Dan Dodd continues: “The third issue that was studied in detail, was to ensure that we had an infill system that would not migrate across the field plane while keeping the 0.5% field drainage slope. The field slope was vital for hydraulic performance and we did not want to take the risk with a slow draining, flat field drainage system. Overall, it was critical not to have any infill wash into the adjacent stream corridor.
“We also placed drain basin cleanouts at the high point between both fields as a potential air pressure release. The concept was simple, as the flood waters would recede from the high point between the fields, the contained air pressure in the submerged pipe system would have the ability to vent from the cleanouts at the same rate as the receding flood.”
In October 2012, Hurricane Sandy hit the Eastern seaboard and inundated New York City with several feet of water.
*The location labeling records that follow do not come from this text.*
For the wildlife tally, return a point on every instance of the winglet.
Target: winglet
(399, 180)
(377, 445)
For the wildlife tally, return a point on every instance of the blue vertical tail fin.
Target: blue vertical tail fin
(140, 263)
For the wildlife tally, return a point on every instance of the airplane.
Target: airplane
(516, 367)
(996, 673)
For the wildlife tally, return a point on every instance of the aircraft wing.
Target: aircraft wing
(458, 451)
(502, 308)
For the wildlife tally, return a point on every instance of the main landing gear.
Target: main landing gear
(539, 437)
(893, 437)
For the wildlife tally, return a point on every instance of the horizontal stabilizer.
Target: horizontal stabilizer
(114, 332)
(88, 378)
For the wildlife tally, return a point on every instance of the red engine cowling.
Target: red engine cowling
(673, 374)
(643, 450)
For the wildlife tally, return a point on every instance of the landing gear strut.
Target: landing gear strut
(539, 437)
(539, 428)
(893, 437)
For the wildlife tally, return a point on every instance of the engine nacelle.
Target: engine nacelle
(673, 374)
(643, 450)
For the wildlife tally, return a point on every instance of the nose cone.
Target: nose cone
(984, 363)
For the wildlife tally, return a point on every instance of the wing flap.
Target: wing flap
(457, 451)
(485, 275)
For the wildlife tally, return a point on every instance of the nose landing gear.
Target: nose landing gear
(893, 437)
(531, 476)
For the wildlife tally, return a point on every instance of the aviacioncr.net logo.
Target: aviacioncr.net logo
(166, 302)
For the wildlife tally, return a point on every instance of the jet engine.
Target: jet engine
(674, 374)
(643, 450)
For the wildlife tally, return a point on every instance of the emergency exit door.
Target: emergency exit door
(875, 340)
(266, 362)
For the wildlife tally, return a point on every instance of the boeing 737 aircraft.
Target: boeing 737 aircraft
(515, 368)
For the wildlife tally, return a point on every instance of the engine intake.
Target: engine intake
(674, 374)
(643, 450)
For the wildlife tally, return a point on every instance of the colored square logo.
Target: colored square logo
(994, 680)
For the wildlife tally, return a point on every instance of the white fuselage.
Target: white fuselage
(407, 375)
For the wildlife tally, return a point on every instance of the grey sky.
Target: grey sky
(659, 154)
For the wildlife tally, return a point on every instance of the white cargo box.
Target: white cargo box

Many artificial turf fields in NYC were flooded, including several at Kingsborough Community College in Queens that were installed with Envirofill, a decision that was made because of the fields’ location only 600 feet from the ocean. The infill, turf and pad stayed in place and were back in play shortly after the waters receded. Other fields nearby saw their infill carried away and the pads and turf floated, wrinkled and displaced, rendering them unplayable.
Aftermath of Hurricane Florence
So how did UNC’s fields fare through Hurricane Florence? Just 24 hours after the floodwater receded the lacrosse and soccer teams were back practicing on the fields.
Much credit goes to Casey Carrick, CSFM, Director of Athletic Grounds and Turf Management at UNC, and his team who executed a recovery and restoration plan that should become standard operating procedure for similar situations.
As Casey explained, “Our team got right to work as the nearby natural turf fields had been covered in nearly 8 feet of water and were in rough shape. They would be out of commission for awhile. While we were waiting for the sun to dry out the synthetic surface, we removed all the debris from the field. We then used a drag behind brush to break up the dried silt from the blades. On the next two passes we used a GKB vacuum (STEC Equipment), which pulled silt from the infill up to the surface where it could be removed. We then finished it with a Buffalo blower. The infill stayed in the turf and there was none noticed outside the field. We were very impressed with how well these fields performed and how quickly the team was able to get back onto the fields.”
No two flood events are the same. Some floods can be very fast moving and last for days or weeks scouring the earth in its wake. Some can be slow moving backwater and recede rather quickly leaving behind a lot of silt. And some can be due to tidal surge. Because no two events are exactly the same, its takes a skilled field designer to anticipate the conditions and design the field appropriately to give it the best chance of surviving the flood.